Sur la partie « filières, organisation et développement », le marché de la filière végétale est très porteur donc les producteurs ne sollicitent pas trop la Chambre pour les accompagner. En revanche, il y a d'autres filières qui rencontrent des soucis de valorisation, en particulier sur la viande. Nous sommes présents au niveau local pour les accompagner mais au-delà de la vente directe, ce type de filières demandent surtout une organisation régionale voire nationale. Les Chambres y travaillent mais c’est un travail de fond qui prend du temps. »

Quelle est la première étape pour convertir son exploitation en bio ?

R.F. : « La première étape est de mesurer d'où on part et où on veut arriver. Certaines personnes sont très proches de la bio et ont juste un frein psychologique au fait de se certifier. Pour d'autres, la marche est bien plus haute et il vaut mieux prendre le temps de faire évoluer progressivement ses pratiques, même si cela prend deux à trois ans. La Chambre propose une Rencontre info bio qui permet de faire un état des lieux de ses pratiques et savoir comment respecter le cahier des charges de la bio. Il est important aussi d’évaluer l'aspect du marché, le changement de mode de commercialisation que pourrait impliquer une conversion. Bien anticiper et bien se préparer sont la base de la réussite. »

Pour les agriculteurs déjà installés en bio, quels services peuvent-ils trouver à la Chambre ?

R.F. : « Ils peuvent y trouver un appui technique pour résoudre des soucis qui se posent dans leur ferme, optimiser leurs pratiques, gagner en productivité ou avoir une vue d'ensemble sur le développement de l'exploitation. Cet appui technique peut être individuel mais aussi collectif : des journées techniques grand public ou des appuis de groupe qui permettent de bien progresser grâce aux échanges entre agriculteurs et la présence d’un technicien Chambre pour recentrer, argumenter, expliquer, etc. Ces formes d'accompagnement sont fortement soutenues par la Région Auvergne Rhône-Alpes donc proposées à un coût réduit.

Pour les maraîchers, nous avons également créé un groupe WhatsApp avec le technicien AB de la Chambre, Renaud Pradon, pour résoudre rapidement des problèmes rencontrés sur leurs cultures et aussi parfois s’organiser collectivement entre maraîchers ou avec l’appui de techniciens Chambre. »

Propos recueillis par A.L.

Le réseau des Chambres d’agriculture, acteur de la bio, s’implique dans le développement d’une agriculture biologique rentable et créatrice d’emplois. Contactez votre conseiller Agriculture biologique pour vous accompagner dans votre projet : Renaud Pradon de la Chambre de l’Ardèche au 04 75 20 28 00 ou par mail : [email protected]

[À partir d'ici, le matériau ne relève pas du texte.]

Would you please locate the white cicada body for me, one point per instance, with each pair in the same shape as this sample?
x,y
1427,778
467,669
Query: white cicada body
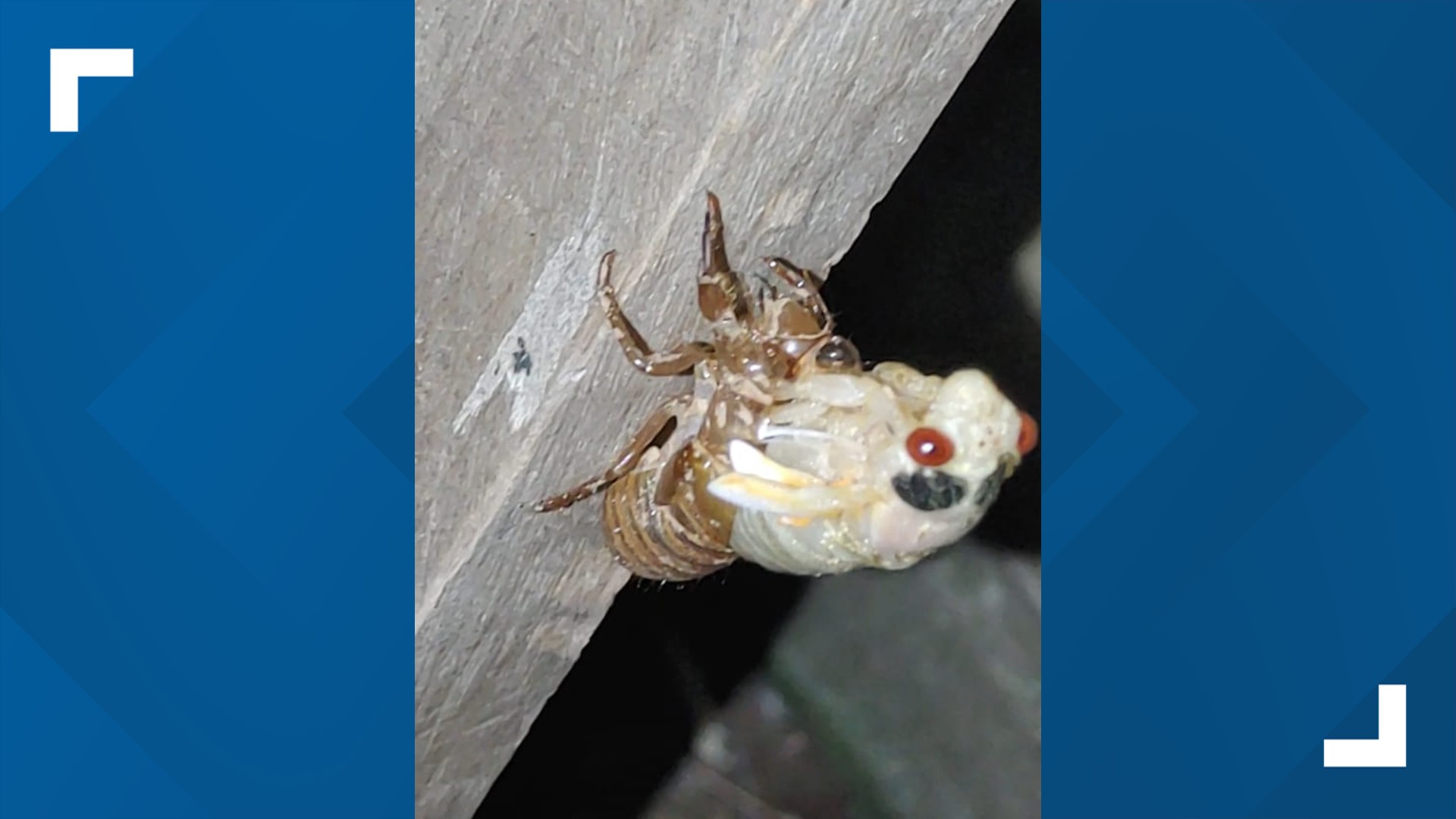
x,y
786,452
871,469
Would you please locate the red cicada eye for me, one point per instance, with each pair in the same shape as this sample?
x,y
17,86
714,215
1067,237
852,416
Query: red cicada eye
x,y
1027,441
929,447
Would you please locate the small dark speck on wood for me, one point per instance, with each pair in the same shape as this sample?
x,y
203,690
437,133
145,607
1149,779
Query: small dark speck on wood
x,y
522,360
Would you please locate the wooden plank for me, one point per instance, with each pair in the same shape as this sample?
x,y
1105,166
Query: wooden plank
x,y
548,133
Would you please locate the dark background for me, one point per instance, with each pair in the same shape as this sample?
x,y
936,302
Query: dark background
x,y
927,283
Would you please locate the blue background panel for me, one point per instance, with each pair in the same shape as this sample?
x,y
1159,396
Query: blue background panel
x,y
206,413
1250,416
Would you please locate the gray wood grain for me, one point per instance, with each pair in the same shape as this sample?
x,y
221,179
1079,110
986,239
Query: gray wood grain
x,y
545,134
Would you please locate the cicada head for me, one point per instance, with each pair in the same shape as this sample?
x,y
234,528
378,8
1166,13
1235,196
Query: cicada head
x,y
956,445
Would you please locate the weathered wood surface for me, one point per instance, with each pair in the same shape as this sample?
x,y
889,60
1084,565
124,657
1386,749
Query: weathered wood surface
x,y
548,133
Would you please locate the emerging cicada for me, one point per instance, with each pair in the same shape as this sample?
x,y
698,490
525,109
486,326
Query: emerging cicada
x,y
788,452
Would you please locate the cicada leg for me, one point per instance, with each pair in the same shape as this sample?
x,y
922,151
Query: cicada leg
x,y
805,287
721,293
653,433
676,362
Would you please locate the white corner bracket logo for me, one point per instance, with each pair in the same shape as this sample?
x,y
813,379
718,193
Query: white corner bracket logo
x,y
67,67
1388,749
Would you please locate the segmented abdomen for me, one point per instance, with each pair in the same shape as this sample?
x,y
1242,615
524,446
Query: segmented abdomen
x,y
682,541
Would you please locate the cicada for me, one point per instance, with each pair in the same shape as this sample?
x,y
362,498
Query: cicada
x,y
786,450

CHOISIR LE BIO / Les principales motivations des producteurs

·         Respect de l'environnement, de la santé ou du bien-être animal.

·         Recherche de meilleurs prix/débouchés/marge.

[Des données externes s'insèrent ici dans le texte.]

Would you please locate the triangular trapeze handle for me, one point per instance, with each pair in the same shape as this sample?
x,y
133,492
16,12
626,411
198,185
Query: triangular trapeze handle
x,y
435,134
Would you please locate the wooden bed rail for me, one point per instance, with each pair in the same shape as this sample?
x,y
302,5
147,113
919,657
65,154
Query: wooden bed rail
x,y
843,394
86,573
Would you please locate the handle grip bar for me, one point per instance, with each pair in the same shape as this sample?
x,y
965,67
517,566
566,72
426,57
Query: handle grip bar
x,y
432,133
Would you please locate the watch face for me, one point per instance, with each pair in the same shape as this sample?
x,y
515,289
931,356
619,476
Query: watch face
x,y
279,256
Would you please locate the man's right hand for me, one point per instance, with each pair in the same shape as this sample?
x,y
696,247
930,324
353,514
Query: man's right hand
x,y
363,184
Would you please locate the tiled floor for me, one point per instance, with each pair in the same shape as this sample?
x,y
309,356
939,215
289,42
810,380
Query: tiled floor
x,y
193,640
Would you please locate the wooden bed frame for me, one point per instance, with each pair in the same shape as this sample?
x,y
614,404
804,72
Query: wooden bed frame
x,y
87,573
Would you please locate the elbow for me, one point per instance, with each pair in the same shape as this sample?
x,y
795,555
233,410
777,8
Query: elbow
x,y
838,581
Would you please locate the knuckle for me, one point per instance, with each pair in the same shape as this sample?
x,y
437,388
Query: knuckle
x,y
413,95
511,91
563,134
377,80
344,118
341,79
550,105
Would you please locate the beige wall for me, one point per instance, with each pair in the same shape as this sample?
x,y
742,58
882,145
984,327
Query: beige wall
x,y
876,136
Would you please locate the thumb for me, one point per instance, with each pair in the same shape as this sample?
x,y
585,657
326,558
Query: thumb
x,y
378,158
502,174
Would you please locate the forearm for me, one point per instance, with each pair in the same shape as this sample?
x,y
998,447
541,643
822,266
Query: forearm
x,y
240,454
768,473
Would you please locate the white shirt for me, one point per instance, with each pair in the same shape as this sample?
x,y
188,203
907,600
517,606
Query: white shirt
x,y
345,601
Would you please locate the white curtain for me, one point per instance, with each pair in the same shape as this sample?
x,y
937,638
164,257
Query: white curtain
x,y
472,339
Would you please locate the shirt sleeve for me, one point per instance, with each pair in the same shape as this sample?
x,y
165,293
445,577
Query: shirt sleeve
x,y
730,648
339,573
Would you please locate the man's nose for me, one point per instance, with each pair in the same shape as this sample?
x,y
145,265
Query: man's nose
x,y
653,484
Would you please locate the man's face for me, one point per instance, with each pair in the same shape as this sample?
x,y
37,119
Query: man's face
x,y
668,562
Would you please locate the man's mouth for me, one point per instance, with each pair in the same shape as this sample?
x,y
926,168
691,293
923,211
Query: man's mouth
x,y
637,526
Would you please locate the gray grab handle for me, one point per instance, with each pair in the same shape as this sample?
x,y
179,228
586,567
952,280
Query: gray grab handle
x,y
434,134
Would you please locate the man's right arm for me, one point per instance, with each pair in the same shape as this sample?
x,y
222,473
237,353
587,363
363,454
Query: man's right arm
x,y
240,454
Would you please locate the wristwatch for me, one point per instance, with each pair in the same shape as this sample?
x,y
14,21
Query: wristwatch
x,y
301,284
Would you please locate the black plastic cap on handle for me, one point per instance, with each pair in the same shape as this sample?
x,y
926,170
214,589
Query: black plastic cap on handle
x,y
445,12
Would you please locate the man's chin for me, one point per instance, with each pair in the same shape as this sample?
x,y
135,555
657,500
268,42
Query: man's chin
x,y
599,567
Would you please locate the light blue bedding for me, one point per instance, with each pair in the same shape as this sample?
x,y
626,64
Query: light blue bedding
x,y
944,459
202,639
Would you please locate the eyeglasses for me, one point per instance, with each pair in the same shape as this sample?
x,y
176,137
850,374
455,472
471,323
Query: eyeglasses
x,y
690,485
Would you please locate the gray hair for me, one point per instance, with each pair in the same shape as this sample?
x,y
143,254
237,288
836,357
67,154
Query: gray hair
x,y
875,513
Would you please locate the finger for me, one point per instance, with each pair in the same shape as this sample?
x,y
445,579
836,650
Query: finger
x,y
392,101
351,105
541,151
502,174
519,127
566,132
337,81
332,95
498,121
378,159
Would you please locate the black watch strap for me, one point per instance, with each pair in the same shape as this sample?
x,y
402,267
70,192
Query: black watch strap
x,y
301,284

·         Défi technique, envie d’innover.

·         Demande des acheteurs/consommateurs.

·         Meilleure reconnaissance de la société.

·         Valider des pratiques déjà similaires par un label.

·         Recherche d’autonomie.

Source : enquête FRAB AuRA (Fédération régionale de l'agriculture biologique d'Auvergne Rhône-Alpes).